Hindu College was founded in 1899 by Krishan Dassji Gurwale and Pandit Deen Dayal Sharma in the backdrop of the nationalist struggle against the British Raj. Some prominent citizens, including Rai Bahadur Amba Prasad, Gurwale Ji, decided to start a college that would provide nationalist education to the youth, while being non-elitist and non-sectarian. Originally, the college was housed in a humble building in Kinari Bazar, Chandni Chowk, and it was affiliated to Punjab University as there was no university in Delhi at that time. As the college grew, it faced a major crisis in 1902. The Punjab University warned the college that the university would disaffiliate the college if the college failed to get a proper building of its own. Rai Bahadur Lala Sultan Singh came to rescue the college from this crisis. He donated a part of his historic property, which originally belonged to Colonel James Skinner, at Kashmiri Gate, Delhi, to the college. The college functioned from there till 1953. When the University of Delhi took birth in 1922, Hindu College along with Ramjas College and St. Stephen's College were subsequently affiliated with the University of Delhi, making them the first three institutions to be affiliated with the university.
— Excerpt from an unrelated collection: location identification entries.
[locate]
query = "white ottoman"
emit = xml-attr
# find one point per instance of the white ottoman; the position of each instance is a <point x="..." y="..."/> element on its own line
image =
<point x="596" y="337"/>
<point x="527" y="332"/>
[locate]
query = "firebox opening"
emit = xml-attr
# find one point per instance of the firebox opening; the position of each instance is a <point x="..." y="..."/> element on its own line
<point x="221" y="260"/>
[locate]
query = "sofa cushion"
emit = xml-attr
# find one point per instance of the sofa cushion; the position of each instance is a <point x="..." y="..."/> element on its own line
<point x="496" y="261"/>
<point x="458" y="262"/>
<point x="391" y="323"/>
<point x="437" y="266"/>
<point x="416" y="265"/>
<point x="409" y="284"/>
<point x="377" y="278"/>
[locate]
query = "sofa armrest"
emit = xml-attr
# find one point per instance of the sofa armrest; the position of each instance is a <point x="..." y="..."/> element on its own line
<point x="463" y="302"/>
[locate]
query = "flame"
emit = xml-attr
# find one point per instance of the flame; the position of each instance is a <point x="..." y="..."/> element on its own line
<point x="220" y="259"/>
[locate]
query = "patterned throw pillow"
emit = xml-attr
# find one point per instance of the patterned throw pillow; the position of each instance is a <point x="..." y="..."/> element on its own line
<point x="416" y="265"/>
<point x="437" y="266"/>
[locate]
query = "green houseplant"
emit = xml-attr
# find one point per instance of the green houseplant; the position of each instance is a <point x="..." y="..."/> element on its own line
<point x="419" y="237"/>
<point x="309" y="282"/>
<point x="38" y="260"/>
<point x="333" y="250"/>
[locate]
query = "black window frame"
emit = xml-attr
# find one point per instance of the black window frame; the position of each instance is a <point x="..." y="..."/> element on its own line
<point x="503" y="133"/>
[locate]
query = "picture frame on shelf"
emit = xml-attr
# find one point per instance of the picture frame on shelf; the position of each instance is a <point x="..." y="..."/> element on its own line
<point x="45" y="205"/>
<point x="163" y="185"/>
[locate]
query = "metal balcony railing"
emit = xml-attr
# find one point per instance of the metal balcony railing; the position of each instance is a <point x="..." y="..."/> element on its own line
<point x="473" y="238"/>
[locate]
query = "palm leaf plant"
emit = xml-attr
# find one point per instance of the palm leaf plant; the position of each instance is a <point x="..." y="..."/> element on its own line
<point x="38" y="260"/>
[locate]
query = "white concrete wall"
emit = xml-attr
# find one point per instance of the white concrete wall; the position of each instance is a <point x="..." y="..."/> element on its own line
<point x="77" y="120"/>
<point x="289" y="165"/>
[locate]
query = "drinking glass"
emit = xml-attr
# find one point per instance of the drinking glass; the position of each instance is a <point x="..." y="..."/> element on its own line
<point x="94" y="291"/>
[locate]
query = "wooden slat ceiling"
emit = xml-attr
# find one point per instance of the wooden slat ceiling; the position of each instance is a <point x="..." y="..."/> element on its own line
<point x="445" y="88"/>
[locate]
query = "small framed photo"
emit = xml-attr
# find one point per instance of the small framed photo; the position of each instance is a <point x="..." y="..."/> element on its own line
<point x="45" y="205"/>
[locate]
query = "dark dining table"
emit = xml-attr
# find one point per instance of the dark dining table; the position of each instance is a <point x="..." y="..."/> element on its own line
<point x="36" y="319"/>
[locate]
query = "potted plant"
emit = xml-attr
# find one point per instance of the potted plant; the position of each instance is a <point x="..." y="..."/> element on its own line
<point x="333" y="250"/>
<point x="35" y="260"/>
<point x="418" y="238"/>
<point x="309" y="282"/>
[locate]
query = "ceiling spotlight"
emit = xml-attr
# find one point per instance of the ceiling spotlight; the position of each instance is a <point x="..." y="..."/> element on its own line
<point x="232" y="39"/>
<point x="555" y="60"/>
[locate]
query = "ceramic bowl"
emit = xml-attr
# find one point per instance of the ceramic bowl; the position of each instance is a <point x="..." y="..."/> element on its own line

Hindu College was a centre for intellectual and political debate during India's freedom struggle, especially during the Quit India Movement. It is the only college in Delhi to have a students' parliament since 1935, which provided a platform to many national leaders including Mahatma Gandhi, Motilal Nehru, Jawaharlal Nehru, Sarojini Naidu, Annie Besant, Muhammad Ali Jinnah and Subhash Chandra Bose for motivating the youth. Responding to Gandhi's Quit India Movement in 1942, the college played a substantial role in India's freedom struggle and some of this college's teachers and students<patel>
courted arrest. The college also closed its gates for several months.

=== Principals ===
1. B.B. Mookerji, 1899–1906
2. N.N. Roy, 1906–1911
3. P.B. Adhikari, 1911–1915
4. S. Sen, 1915–1917
5. N.V. Thadani, 1917–1928
6. S.K. Sen, 1928–1934
7. N.V. Thadani, 1935–1950
8. A. Bhattacharya, 1950–1957
9. R.N. Mathur, 1958–1964
10. B.M. Bhatia*, 1964–1971, 1973–1980
11. P.C. Verma, 1980–1995
12. S.N. Maheshwari, 1995–1997
13. Kavita A. Sharma, 1998–2008
14. S. Choudhary, 2008–2010
15. Vinay K Srivastava, 2010–2012
16. Pradumn Kumar 2012–2014
17. Anju Srivastava 2014–present

- Dr. B.M. Bhatia was on leave for two years, 1971–1973. During this period, Dr. P.C. Sood was the substituting principal.

== Campus ==
The college is spread across a 25-acre campus. Hindu College's library, founded in 1899, is among the oldest college libraries in the University of Delhi.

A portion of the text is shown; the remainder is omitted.